1.2.1.1.2.1 Predicted labels are different than Sklearn model¶

In [14]:

from sklearn.linear_model import LogisticRegression
clf = LogisticRegression(random_state=0).fit(X_cancer, y_cancer)
df_cancer['Prediction_sklearn'] = pd.Series(pd.Series(clf.predict(X_cancer)))
diff = ((df_cancer.Prediction == df_cancer.Prediction_sklearn)*1).mean()
print('{:.2%} of Sklearn & User generated labels match'.format(diff))

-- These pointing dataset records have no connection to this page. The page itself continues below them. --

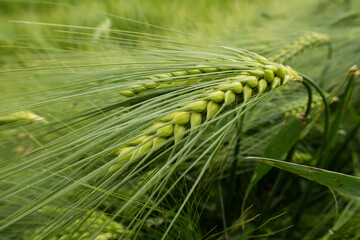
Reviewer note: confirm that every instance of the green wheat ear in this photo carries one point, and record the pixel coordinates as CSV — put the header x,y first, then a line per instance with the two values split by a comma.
x,y
175,126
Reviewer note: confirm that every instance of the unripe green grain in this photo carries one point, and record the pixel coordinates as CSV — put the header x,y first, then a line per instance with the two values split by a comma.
x,y
275,83
262,86
127,93
247,93
179,131
195,119
258,73
158,142
269,75
165,131
217,96
181,118
229,97
212,109
198,106
236,87
139,140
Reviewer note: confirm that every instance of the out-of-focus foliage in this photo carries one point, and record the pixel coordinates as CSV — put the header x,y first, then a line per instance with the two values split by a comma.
x,y
63,64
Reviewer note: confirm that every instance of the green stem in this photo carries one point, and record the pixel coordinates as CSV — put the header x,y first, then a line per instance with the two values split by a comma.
x,y
326,106
309,187
276,187
308,108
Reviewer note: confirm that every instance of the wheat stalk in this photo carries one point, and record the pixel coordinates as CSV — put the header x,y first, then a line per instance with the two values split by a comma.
x,y
177,124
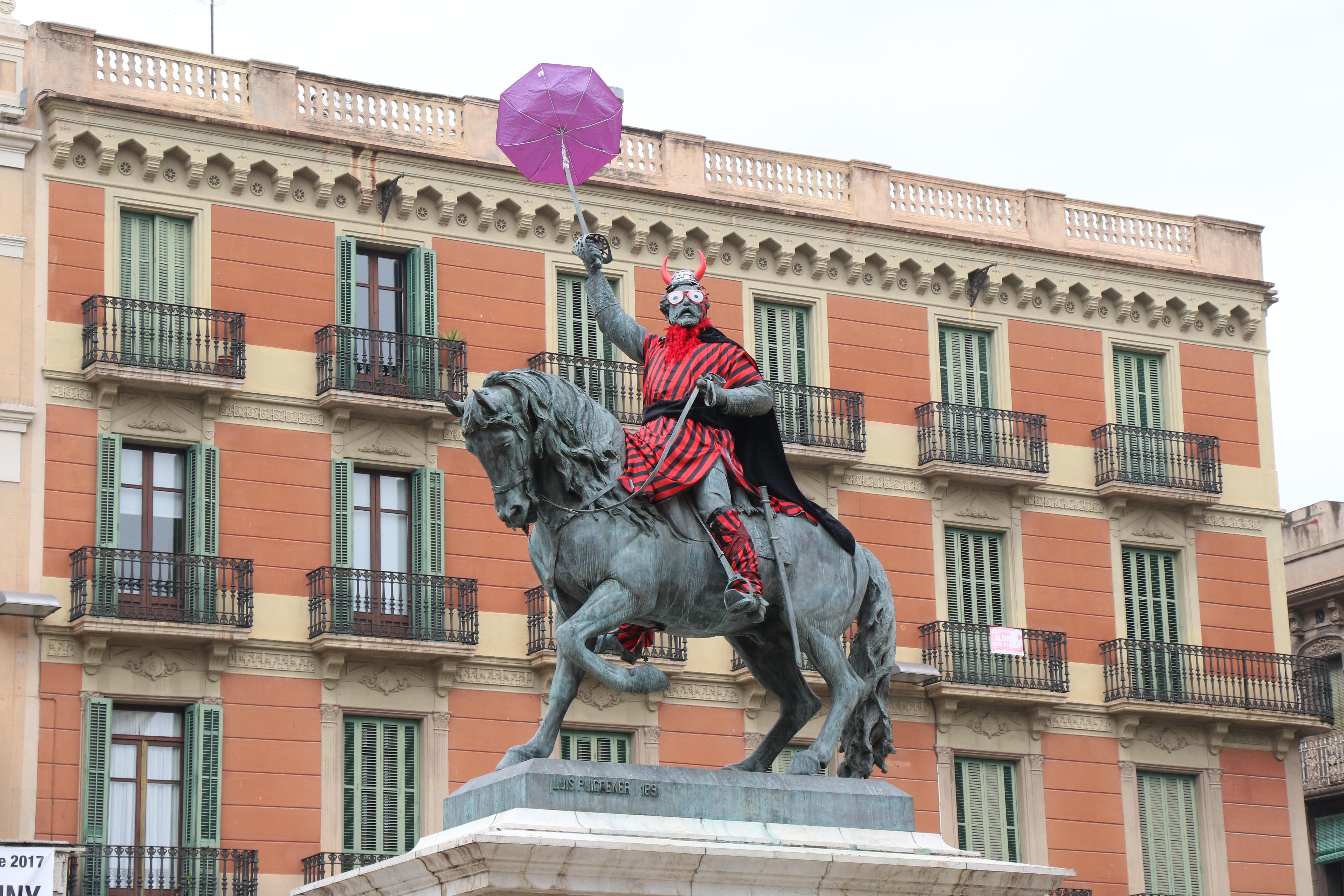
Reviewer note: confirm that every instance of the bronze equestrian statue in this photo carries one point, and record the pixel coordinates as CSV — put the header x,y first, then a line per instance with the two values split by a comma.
x,y
652,531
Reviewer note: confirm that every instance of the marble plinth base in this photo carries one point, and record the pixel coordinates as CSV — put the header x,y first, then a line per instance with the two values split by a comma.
x,y
682,793
568,854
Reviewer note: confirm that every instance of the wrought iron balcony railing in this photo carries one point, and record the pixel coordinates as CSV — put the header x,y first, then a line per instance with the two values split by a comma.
x,y
983,437
807,414
962,652
330,864
846,639
1217,678
165,588
617,386
392,605
163,336
143,871
1323,762
541,632
1158,459
385,363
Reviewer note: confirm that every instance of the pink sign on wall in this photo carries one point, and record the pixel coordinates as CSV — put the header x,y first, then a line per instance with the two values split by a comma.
x,y
1003,640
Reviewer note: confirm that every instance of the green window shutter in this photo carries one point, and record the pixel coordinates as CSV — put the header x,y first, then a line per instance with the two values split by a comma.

67.14% of Sklearn & User generated labels match

1.2.1.3 Evaluate model¶

In [15]:

from sklearn.metrics import confusion_matrix
def user_confusion(actual, predicted):
    df = pd.DataFrame(confusion_matrix(actual, predicted), index=['Acutal neg', 'Actual pos'], columns=['Pred neg', 'Pred pos'])
    true_neg, false_pos, false_neg, true_pos = df.iloc[0,0], df.iloc[1,0],df.iloc[0,1],df.iloc[1,1]
    
    precision = (true_pos)/(true_pos+false_pos)
    recall = (true_pos)/(true_pos+false_neg)
    F1 = (2*precision*recall)/(precision+recall)
    accuracy = (true_pos+true_neg)/(true_pos+false_neg+true_neg+false_pos)

    print(df)
    variables = [precision, recall, F1, accuracy]
    varnames = ['Precision', 'Recall', 'F1', 'Accuracy']
    for var,varn in zip(variables, varnames):
        print(str(varn)+": {}".format(round(var,2)))    
    
user_confusion(df_cancer.target.values, df_cancer.Prediction.values)
#from sklearn.metrics import classification_report,confusion_matrix
#print(confusion_matrix(df_cancer.Prediction.values,df_cancer.target.values))
#print(classification_report(df_cancer.Prediction.values,df_cancer.target.values))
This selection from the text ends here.